A la différence de ce qui a pu être observé ailleurs, les luttes sociales en Roumanie n’ont pas permis la constitution d’une identité collective. La confrontation entre groupes sociaux ne se base donc pas sur des normes telles que le travail, mais sur d'autres valeurs, essentiellement liées à l'ethnicité. Depuis l'effondrement du régime Ceausescu, l’identité roumaine est en phase de réaffirmation de ses traits de caractère, de ses contours. La période de transition a fait surgir des questionnements profonds, qui dépassent les aspects économiques et politiques traditionnels. Cela rend saillants certains réflexes et certaines manières de penser, d'agir ou d'être. La géographie humaine en Roumanie, dans sa configuration récente, montre une très nette distinction entre «nous» (les Roumains) et les autres (dont les ethnies tsigane et allemande délimitent les marges), en procédant par comparaison et jugement de valeur. Des entretiens avec différents acteurs roumains ont révélé des failles identitaires dont il faut bien tenir compte. Si une bonne partie des Roumains emploient tant de proverbes-images, s'ils stigmatisent, jugent et rejettent l'autre avec tant de véhémence, c'est évidemment lié au mal-être d'une société qui, dans un contexte d'instabilité, lutte à contre-courant pour maintenir son identité. Les images qu'ils donnent de l'autre signalent une vision trouble d’eux-mêmes. Ce processus de banalisation de l'emploi des ethnonymes, devenus synonymes d'insulte, notamment pour le Tsigane mais aussi pour le Juif ou le Turc, ne laisse pas d’inquiéter. De même, l’incapacité dans laquelle se trouve le pays à fournir des données chiffrées précises concernant ces présences ethniques n’est pas anodine ; la négation de l'autre semble bel et bien commencer par cette absence.
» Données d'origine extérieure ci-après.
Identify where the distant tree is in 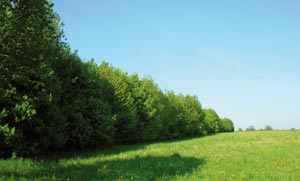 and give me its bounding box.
[220,118,234,132]
[264,125,273,131]
[204,109,221,133]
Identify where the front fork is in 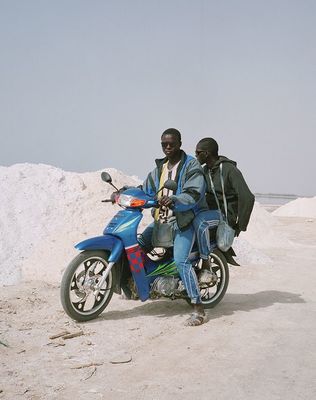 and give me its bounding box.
[83,261,115,296]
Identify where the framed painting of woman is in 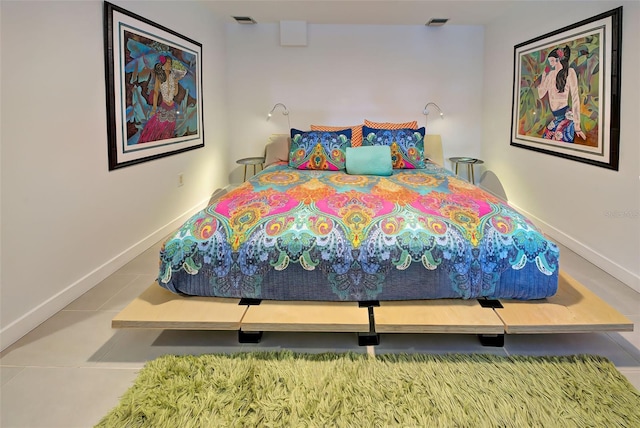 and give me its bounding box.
[104,2,204,170]
[511,7,622,170]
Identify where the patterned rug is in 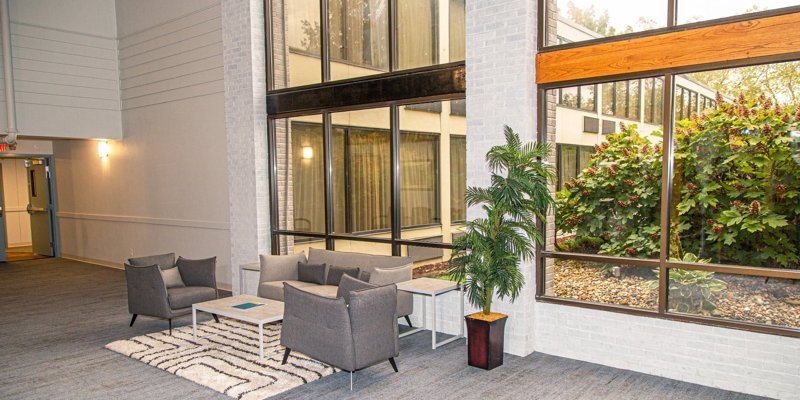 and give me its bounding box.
[106,318,336,400]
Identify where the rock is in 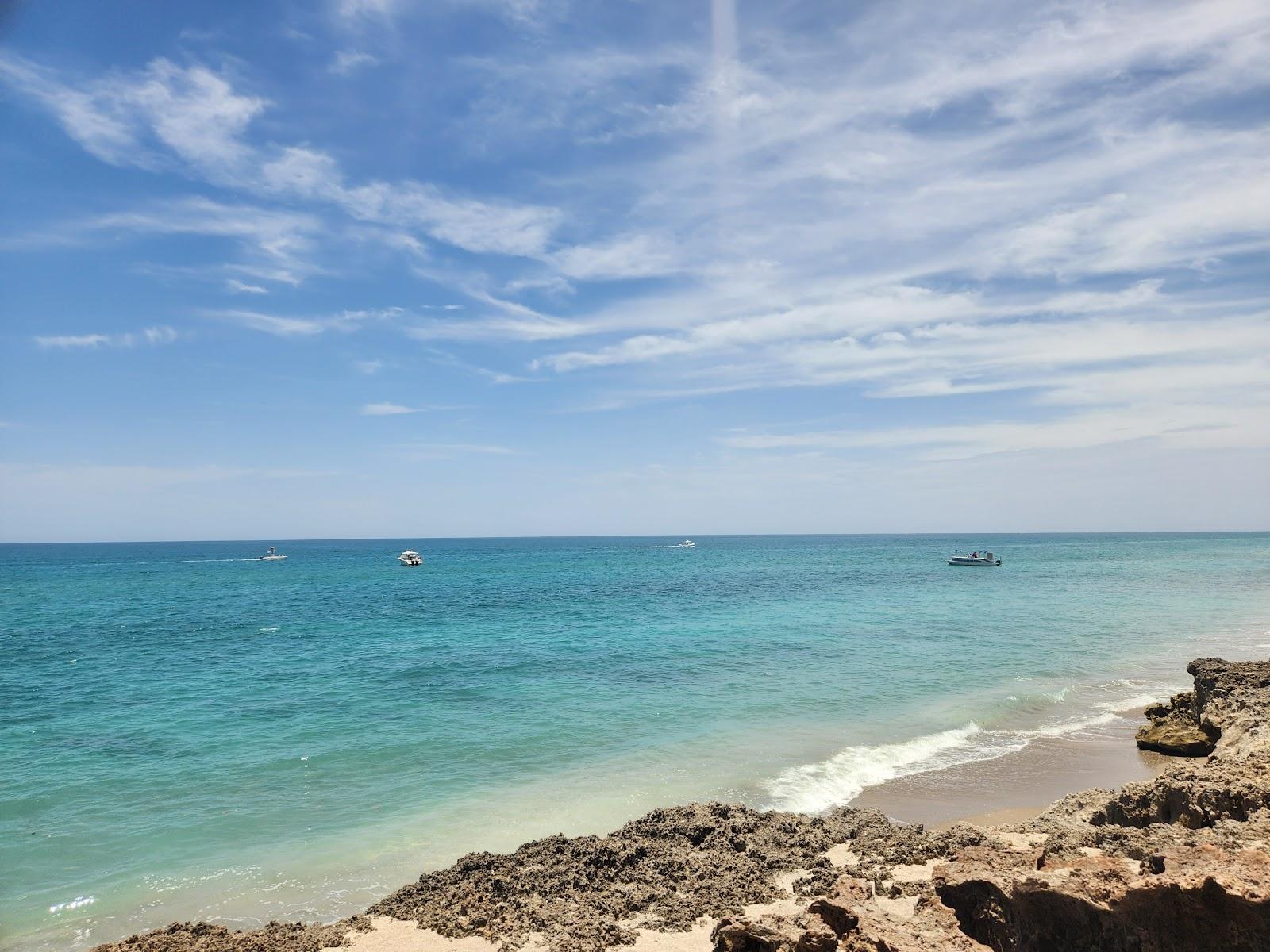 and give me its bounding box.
[98,658,1270,952]
[937,846,1270,952]
[710,916,838,952]
[1134,690,1222,757]
[1134,711,1217,757]
[1090,754,1270,830]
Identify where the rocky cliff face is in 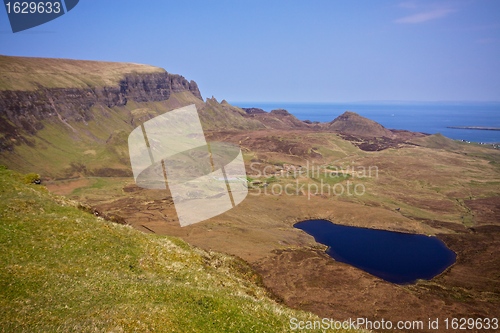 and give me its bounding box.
[0,72,201,134]
[325,111,394,138]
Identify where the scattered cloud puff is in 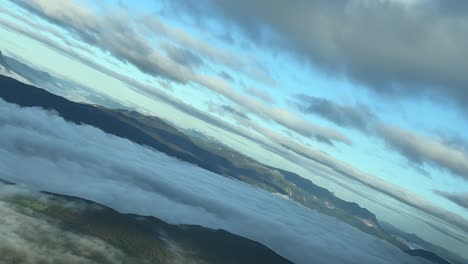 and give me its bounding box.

Il y a donc une double extériorité en Roumanie, l’une au-delà des frontières et l’autre à l'intérieur même du pays, où ce sont des frontières a priori invisibles qui dominent. Il est possible de parler, comme l’historien Lucian Boia, d’«étrangers de l'intérieur» : l'élément minoritaire serait d'abord ressenti comme étranger, plutôt que considéré comme membre à part entière de la nation roumaine et comme citoyen roumain. Cette confrontation s'est accrue, selon L. Boia, pendant l'entre-deux guerres, lorsque la Roumanie, en doublant son territoire, a acquis une palette presque infinie de minorités. Aujourd'hui encore, alors que l'importance (en termes de quantité, de diversité et de visibilité) des minorités est reconnue et que le processus d'intégration est amorcé, les personnes issues des groupes minoritaires ne sont toujours pas considérées comme réellement roumaines. De nombreux Roumains se sentent littéralement «assiégés» par les étrangers de l'intérieur, dont les Tsiganes sont les représentants les plus fréquemment évoqués.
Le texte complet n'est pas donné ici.